Corea del Sur ha cerrado uno de los capítulos más oscuros de su historia reciente con la condena a cadena perpetua del expresidente Yoon Suk-yeol. El Tribunal del Distrito Central de Seúl dictaminó este jueves que el despliegue de tropas y fuerzas de seguridad para bloquear el Parlamento en diciembre de 2024 no fue una medida de emergencia legítima, sino un intento deliberado de subvertir la Constitución. Aunque la Fiscalía había solicitado la pena capital, el juez Jee Kui-youn optó por la prisión de por vida, respetando la moratoria vigente sobre la ejecución de sentencias de muerte en el país asiático, mientras calificaba las acciones del exlíder como un ataque directo a los valores democráticos fundamentales.
La sentencia no solo recayó sobre el antiguo jefe de Estado, sino que alcanzó a la cúpula que respaldó el breve pero traumático estado de excepción. Kim Yong-hyun, quien fuera ministro de Defensa, recibió una condena de 30 años de prisión, sumándose a las penas ya dictadas contra otros altos cargos como el ex primer ministro Han Duck-soo y el extitular de Interior.

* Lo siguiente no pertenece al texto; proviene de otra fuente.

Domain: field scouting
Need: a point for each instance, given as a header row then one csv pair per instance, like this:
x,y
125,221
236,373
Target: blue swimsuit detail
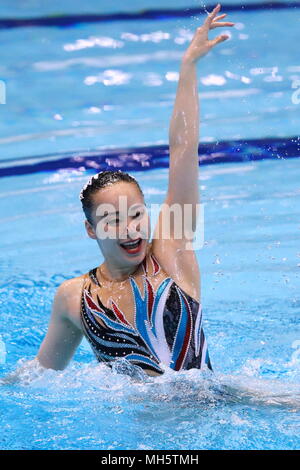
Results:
x,y
167,327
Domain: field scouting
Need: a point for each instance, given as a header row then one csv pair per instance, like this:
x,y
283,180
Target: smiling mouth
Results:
x,y
132,247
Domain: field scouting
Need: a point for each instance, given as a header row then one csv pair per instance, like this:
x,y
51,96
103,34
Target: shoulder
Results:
x,y
68,296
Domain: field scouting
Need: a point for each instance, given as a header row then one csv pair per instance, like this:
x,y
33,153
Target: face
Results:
x,y
120,218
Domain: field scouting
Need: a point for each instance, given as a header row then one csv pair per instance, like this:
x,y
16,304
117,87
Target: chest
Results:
x,y
137,294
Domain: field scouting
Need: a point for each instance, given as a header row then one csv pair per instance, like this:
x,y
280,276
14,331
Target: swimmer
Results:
x,y
143,303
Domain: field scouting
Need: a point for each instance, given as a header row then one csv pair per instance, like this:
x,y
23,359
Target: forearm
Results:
x,y
184,125
184,139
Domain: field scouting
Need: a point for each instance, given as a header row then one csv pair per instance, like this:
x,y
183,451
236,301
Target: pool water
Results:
x,y
250,261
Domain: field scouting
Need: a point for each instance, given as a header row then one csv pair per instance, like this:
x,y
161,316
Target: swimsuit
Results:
x,y
167,326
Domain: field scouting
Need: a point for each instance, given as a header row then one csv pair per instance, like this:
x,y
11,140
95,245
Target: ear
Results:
x,y
90,230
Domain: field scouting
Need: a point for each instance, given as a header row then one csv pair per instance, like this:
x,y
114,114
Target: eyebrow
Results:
x,y
109,213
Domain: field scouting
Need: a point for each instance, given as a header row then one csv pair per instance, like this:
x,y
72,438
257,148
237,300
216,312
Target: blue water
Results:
x,y
250,262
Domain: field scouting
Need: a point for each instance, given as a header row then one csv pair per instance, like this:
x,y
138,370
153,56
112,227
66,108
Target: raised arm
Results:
x,y
183,185
176,253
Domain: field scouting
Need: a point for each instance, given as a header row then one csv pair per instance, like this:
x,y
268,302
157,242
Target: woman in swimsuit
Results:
x,y
143,302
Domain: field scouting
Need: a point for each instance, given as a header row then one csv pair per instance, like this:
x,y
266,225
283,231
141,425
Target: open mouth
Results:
x,y
133,246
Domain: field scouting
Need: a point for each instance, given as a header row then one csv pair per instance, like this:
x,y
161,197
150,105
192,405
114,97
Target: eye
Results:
x,y
113,221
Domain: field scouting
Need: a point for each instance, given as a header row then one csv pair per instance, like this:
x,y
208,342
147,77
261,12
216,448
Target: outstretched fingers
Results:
x,y
218,39
211,16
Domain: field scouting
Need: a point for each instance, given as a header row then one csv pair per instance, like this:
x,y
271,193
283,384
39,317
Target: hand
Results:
x,y
200,44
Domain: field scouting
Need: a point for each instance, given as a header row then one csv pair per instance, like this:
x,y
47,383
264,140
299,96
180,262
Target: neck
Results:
x,y
117,274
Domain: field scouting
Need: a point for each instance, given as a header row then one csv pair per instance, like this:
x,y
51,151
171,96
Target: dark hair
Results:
x,y
100,181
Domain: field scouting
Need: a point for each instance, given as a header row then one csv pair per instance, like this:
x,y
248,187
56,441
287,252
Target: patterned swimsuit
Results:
x,y
167,326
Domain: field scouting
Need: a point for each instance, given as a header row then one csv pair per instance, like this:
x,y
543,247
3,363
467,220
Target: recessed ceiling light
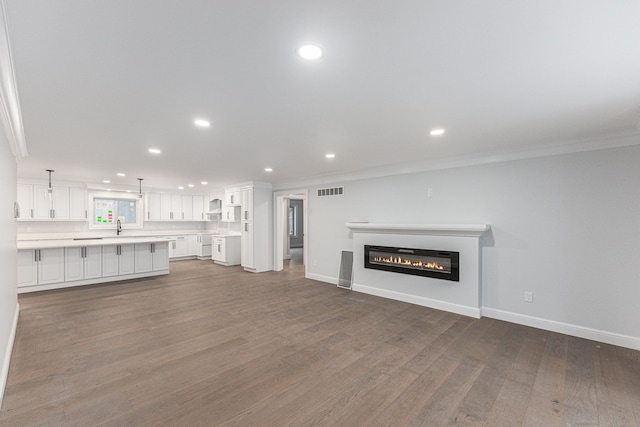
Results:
x,y
310,52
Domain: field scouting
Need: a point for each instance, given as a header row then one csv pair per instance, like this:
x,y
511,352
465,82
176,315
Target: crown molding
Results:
x,y
10,113
592,143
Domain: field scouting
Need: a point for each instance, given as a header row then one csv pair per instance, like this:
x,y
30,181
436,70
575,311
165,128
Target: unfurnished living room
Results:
x,y
344,213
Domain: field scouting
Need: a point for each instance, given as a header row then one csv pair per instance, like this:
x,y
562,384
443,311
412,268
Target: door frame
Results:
x,y
280,216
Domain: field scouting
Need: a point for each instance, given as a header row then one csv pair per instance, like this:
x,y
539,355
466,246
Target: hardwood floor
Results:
x,y
212,345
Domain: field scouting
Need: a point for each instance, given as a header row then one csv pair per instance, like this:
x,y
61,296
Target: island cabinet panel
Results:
x,y
151,257
117,260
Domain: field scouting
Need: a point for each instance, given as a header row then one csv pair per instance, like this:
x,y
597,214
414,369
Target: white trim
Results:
x,y
413,299
62,285
321,278
530,152
564,328
10,112
460,230
4,374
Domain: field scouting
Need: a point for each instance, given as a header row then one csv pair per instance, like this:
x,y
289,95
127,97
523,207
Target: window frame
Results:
x,y
116,196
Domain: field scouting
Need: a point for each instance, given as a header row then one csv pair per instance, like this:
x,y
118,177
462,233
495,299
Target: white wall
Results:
x,y
8,280
566,228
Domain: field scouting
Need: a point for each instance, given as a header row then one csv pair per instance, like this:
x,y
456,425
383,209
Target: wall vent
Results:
x,y
335,191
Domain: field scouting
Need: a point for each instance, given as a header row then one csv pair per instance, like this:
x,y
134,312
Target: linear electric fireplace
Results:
x,y
418,262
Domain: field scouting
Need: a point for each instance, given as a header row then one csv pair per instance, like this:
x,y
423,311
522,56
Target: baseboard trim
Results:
x,y
564,328
7,357
321,278
425,302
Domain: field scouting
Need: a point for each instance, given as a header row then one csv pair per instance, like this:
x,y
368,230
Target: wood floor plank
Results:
x,y
214,345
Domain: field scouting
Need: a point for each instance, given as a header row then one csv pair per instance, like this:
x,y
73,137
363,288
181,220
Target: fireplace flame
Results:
x,y
403,261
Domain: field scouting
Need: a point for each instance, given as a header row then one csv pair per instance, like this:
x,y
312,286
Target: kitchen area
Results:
x,y
73,234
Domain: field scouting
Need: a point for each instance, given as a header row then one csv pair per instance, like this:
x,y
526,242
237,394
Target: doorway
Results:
x,y
290,230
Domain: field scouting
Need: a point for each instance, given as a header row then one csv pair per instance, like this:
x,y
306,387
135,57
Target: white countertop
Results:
x,y
71,243
110,234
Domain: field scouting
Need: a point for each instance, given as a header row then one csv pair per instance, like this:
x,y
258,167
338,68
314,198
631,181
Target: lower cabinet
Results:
x,y
179,247
117,260
82,263
151,257
40,267
226,250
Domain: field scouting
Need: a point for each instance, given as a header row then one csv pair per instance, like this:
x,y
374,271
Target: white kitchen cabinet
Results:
x,y
233,197
50,206
40,267
78,199
247,245
225,250
186,205
257,228
154,211
179,248
82,263
25,202
231,214
27,268
117,260
198,208
203,246
151,257
247,204
50,266
165,207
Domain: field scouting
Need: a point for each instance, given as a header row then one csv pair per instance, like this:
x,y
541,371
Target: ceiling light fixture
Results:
x,y
310,52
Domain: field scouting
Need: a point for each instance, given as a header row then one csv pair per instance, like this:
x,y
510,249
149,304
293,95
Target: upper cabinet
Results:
x,y
175,207
39,203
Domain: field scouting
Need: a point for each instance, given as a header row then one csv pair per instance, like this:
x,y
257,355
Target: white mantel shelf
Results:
x,y
460,230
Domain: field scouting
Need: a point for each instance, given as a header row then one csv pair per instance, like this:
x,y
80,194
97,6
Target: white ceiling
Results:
x,y
100,82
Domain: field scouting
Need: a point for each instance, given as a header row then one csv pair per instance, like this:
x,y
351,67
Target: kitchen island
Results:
x,y
60,263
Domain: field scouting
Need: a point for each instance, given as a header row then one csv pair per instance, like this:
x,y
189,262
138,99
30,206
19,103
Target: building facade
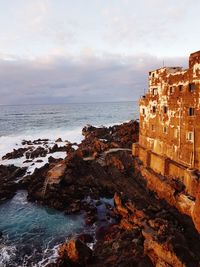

El fallo judicial ratifica la postura del Tribunal Constitucional, que ya en abril del año pasado había destituido a Yoon tras concluir que no existía una crisis real que justificara paralizar las instituciones mediante el uso de la fuerza militar.
El ambiente en los alrededores del tribunal reflejó la profunda fractura social que persiste en la nación, con movilizaciones masivas de detractores y simpatizantes que obligaron a desplegar un estricto operativo de seguridad. Mientras muchos ciudadanos recibieron el veredicto entre lágrimas de alivio, las autoridades se mantuvieron en alerta máxima para evitar disturbios similares a los asaltos judiciales ocurridos en meses anteriores. Con esta resolución, que se suma a una condena previa por obstrucción de la justicia, se pone fin a la carrera política de un hombre que, en apenas seis horas de decreto fallido, desató la crisis institucional más grave de la democracia surcoreana moderna.